While ASML does not break down South Korea’s shipment, Asia-Pacific accounts for 13.99% of the company’s revenue in FY2021, likely attributed to Samsung (OTCPK:SSNLF), the world’s second-largest foundry with a market share of 16.5% in H1’22. The company similarly reported a growing Capex of 47.12T Won or the equivalent of $39.58B in FY2021, with analysts projecting a minor expansion of 5.98% to 49.94T Won or the equivalent of $38.20B in annual Capex over the next three years. Furthermore, Samsung is aiming to launch advanced 2-nm chips by 2025 and 1.7-nm by 2027, using ASML’s High-NA EUV equipment as well.
Other companies, such as INTC and Micron (MU), will also build new fabs in the US, pointing to the more than robust demand for ASML’s equipment over the next few years. Therefore, the China ban will likely have a muted impact, with equipment simply flowing to other customers. It is still unclear how severe the export restriction will be, since China is currently still able to purchase the company’s older DUV equipment.
So, Is ASML Stock A Buy, Sell, or Hold?
ASML 1Y EV/Revenue and P/E Valuations
ASML is currently trading at an EV/NTM Revenue of 8.28x and NTM P/E of 28.95x, lower than its 5Y P/E mean of 32.13x. Otherwise, somewhat in line with its 1Y P/E mean of 30.19x. Based on its projected FY2024 EPS of $24.44 and current P/E valuations, we are looking at a moderate price target of $707.53. These mirror consensus estimates’ target of $741.67 as well, indicating an excellent 34.51% upside potential from current levels, despite the 53.23% rally from the October 2022 bottom.
Considering its critical role in the semiconductor market and the ongoing digital/ electrification efforts, ASML remains a closely watched stock in our portfolio indeed. While there may be some geopolitical headwinds to its valuations, we reckon most of it is already baked in, due to the significant moderation from its peak P/E valuations of 52.30x since April 2021.
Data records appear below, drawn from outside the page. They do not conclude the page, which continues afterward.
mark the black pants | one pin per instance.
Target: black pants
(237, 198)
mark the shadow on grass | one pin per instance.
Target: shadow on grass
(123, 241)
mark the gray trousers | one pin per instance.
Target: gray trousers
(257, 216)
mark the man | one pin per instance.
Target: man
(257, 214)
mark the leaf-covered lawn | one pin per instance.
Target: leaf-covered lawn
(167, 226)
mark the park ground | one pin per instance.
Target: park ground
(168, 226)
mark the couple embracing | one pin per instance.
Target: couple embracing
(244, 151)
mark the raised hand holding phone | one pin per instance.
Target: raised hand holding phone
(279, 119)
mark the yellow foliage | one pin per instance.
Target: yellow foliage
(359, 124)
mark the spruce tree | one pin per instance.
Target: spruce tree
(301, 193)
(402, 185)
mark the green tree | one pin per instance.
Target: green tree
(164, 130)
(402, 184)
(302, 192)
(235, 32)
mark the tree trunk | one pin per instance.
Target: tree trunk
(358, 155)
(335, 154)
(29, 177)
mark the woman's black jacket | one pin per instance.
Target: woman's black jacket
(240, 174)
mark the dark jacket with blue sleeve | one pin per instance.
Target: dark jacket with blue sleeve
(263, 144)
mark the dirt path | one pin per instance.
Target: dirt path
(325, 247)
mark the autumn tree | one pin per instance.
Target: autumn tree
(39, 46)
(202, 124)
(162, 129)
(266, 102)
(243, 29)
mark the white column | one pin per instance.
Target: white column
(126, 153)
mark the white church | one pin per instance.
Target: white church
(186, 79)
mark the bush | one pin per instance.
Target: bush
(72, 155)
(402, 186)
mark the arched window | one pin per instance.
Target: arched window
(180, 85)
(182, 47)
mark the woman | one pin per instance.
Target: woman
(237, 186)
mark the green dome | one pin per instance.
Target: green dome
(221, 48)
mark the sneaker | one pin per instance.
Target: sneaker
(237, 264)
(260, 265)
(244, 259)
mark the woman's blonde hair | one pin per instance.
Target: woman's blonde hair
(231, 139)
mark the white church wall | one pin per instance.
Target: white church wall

Combined with the abovementioned factors, we continue to rate ASML stock as a Buy. Naturally, investors that choose to nibble here need to be aware of the potential volatility through 2023, as the Feds are also poised to keep raising until a terminal rate of 5.1%, higher than the previous projection of 4.6%. PC demand is unlikely to return in the short term too, due to tightened corporate and consumer discretionary spending from the rising inflationary pressure. Nonetheless, no matter the soft landing or recession in 2023, ASML’s moat remains robust, safeguarding its forward profitability through the next decade.
Incidentally, bottom-fishing investors may try waiting for another $400s entry point. However, we would also highlight the folly of attempting to time the market, since it would be more prudent to dollar cost average accordingly.
Editor’s Note: This article discusses one or more securities that do not trade on a major U.S. exchange. Please be aware of the risks associated with these stocks.